Mazoteras-Pardo Victoria, Becerro-De-Bengoa-Vallejo Ricardo, Losa-Iglesias Marta Elena, López-López Daniel, Palomo-López Patricia, Rodríguez-Sanz David, Calvo-Lobo César
Facultad de Enfermería, Fisioterapia y Podología, Universidad Complutense de Madrid, Madrid, Spain.
Faculty of Health Sciences, Universidad Rey Juan Carlos, Alcorcón, Spain.
JMIR Mhealth Uhealth. 2018 Oct 25;6(10):e11632. doi: 10.2196/11632.
Obesity and high blood pressure (HBP) pose high cardiovascular risks, and they are frequent causes of cardiovascular disease.
The aim of this study was to validate the mobile app QardioArm for high blood pressure monitoring in obese subjects (body mass index ≥30 kg/m) according to guidelines in the European Society of Hypertension-International Protocol 2 (ESH-IP2).
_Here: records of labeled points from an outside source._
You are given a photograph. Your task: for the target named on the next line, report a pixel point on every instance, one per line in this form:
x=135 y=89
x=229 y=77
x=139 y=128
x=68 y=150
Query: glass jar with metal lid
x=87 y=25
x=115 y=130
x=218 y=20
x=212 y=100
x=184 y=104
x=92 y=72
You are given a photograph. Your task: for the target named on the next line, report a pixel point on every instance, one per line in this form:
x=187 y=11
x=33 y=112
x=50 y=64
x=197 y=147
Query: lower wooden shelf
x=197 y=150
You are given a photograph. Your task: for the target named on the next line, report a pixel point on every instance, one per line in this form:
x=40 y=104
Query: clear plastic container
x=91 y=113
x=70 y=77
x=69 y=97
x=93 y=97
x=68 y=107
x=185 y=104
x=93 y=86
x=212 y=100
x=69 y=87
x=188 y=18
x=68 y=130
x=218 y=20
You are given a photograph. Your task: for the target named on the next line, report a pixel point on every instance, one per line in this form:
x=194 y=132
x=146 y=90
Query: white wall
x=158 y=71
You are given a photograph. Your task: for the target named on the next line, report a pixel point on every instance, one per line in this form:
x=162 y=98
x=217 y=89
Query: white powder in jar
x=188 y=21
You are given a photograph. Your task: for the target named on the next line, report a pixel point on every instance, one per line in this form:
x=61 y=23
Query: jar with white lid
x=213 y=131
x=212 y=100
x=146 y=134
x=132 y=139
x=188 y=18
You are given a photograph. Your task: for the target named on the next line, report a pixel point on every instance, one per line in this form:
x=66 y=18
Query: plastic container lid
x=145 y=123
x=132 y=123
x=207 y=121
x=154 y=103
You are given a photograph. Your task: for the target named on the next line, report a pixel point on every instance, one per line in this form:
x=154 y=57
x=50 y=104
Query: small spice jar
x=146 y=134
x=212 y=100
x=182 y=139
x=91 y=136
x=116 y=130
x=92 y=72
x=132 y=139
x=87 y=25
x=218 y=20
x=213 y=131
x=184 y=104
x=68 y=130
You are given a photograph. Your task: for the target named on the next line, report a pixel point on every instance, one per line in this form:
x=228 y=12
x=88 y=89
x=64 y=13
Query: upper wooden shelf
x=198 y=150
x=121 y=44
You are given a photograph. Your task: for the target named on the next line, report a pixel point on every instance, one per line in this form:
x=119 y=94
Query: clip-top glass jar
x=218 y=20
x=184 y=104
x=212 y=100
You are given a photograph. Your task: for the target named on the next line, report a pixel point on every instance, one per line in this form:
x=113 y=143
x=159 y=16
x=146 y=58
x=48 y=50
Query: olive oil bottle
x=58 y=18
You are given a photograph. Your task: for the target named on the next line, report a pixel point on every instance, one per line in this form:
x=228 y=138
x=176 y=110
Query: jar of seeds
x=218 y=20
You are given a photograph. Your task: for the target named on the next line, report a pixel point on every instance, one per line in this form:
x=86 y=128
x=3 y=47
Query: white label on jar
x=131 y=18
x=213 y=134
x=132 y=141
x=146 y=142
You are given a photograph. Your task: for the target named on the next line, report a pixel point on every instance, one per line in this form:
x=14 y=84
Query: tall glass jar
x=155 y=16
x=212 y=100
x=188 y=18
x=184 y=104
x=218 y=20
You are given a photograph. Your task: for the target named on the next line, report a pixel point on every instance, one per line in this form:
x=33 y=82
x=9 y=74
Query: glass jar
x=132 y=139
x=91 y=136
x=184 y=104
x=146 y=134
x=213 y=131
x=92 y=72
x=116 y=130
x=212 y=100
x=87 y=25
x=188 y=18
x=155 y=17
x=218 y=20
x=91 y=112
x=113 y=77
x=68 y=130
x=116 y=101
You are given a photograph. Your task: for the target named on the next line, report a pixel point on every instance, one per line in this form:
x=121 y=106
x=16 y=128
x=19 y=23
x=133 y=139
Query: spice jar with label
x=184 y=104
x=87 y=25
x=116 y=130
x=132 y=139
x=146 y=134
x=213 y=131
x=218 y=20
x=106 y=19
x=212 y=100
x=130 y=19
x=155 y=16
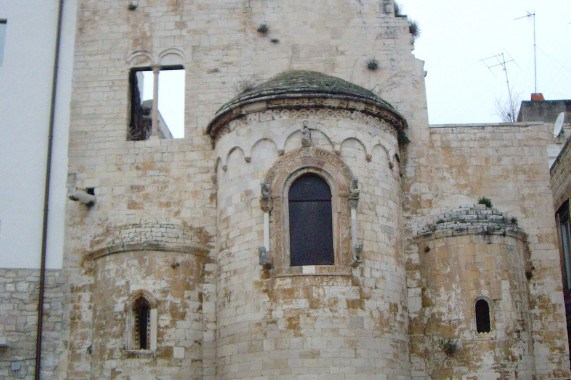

We recruited 33 obese subjects and measured their blood pressure using QardioArm (test device) and Omron M3 Intellisense (Omron Healthcare, Kyoto, Japan; standard device). We compared systolic blood pressure (SBP), diastolic blood pressure (DBP), and heart rate (HR) according to the ESH-IP2.
A total of 95 of 99 differences for SBP and 91 of 99 for DBP displayed absolute differences within 10 mm Hg. A total of 98 of 99 differences for SBP and 98 of 99 for DBP exhibited absolute differences within 15 mm Hg. This result satisfied requirements for part 1 of the ESH-IP2. A total of 27 out of 33 individuals for SBP and 30 out of 33 individuals for DBP had a minimum of 2 of 3 comparisons within 5 mm Hg difference. None of the subjects had 3 differences outside 5 mm Hg for SBP and DBP, satisfying part 2 of the ESH-IP2. For HR measurements, a total of 90 of 99 differences had absolute differences within 3 beats per minute (bpm), and a total of 94 or 99 differences had absolute differences within 5 bpm. A total of 98 of 99 differences had absolute differences within 8 bpm. Therefore, the test device satisfied part 1 of ESH-IP2 criteria for HR. For part 2 of ESH-IP2, 31 of 33 individuals had a minimum of 2 of 3 comparisons within 3 bpm difference for HR. Only 1 of 33 subjects had 3 differences outside 3 bpm.
To the best of our knowledge, this was the first study to show that an app that measures blood pressure and HR meets the requirements of the ESH-IP2 in an obese population. We believe the ESH-IP2 should publish explicit criteria for validation of blood pressure devices in specific populations.
肥胖和高血压会带来较高的心血管风险,是心血管疾病的常见病因。
本研究旨在根据欧洲高血压学会国际 protocol 2(ESH-IP2)指南,验证移动应用程序 QardioArm 在肥胖受试者(体重指数≥30 kg/m²)中用于高血压监测的效果。
我们招募了 33 名肥胖受试者,使用 QardioArm(测试设备)和欧姆龙 M3 Intellisense(日本京都欧姆龙医疗保健公司;标准设备)测量他们的血压。我们根据 ESH-IP2 比较收缩压(SBP)、舒张压(DBP)和心率(HR)。
SBP 的 99 个差异中有 95 个、DBP 的 99 个差异中有 91 个的绝对差异在 10 mmHg 以内。SBP 的 99 个差异中有 98 个、DBP 的 99 个差异中有 98 个的绝对差异在 15 mmHg 以内。这一结果符合 ESH-IP2 第 1 部分的要求。SBP 方面,33 名个体中有 27 名、DBP 方面,33 名个体中有 30 名在 3 次比较中至少有 2 次差异在 5 mmHg 以内。没有受试者的 SBP 和 DBP 的 3 个差异超出 5 mmHg,符合 ESH-IP2 第 2 部分的要求。对于 HR 测量,99 个差异中有 90 个的绝对差异在每分钟 3 次心跳(bpm)以内,99 个差异中有 94 个或 99 个的绝对差异在 5 bpm 以内。99 个差异中有 98 个的绝对差异在 8 bpm 以内。因此,测试设备符合 ESH-IP2 关于 HR 的第 1 部分标准。对于 ESH-IP2 的第 2 部分,33 名个体中有 31 名在 HR 的 3 次比较中至少有 2 次差异在 3 bpm 以内。33 名受试者中只有 1 名的 3 个差异超出 3 bpm。
据我们所知,这是第一项表明测量血压和 HR 的应用程序在肥胖人群中符合 ESH-IP2 要求的研究。我们认为 ESH-IP2 应公布针对特定人群血压设备验证的明确标准。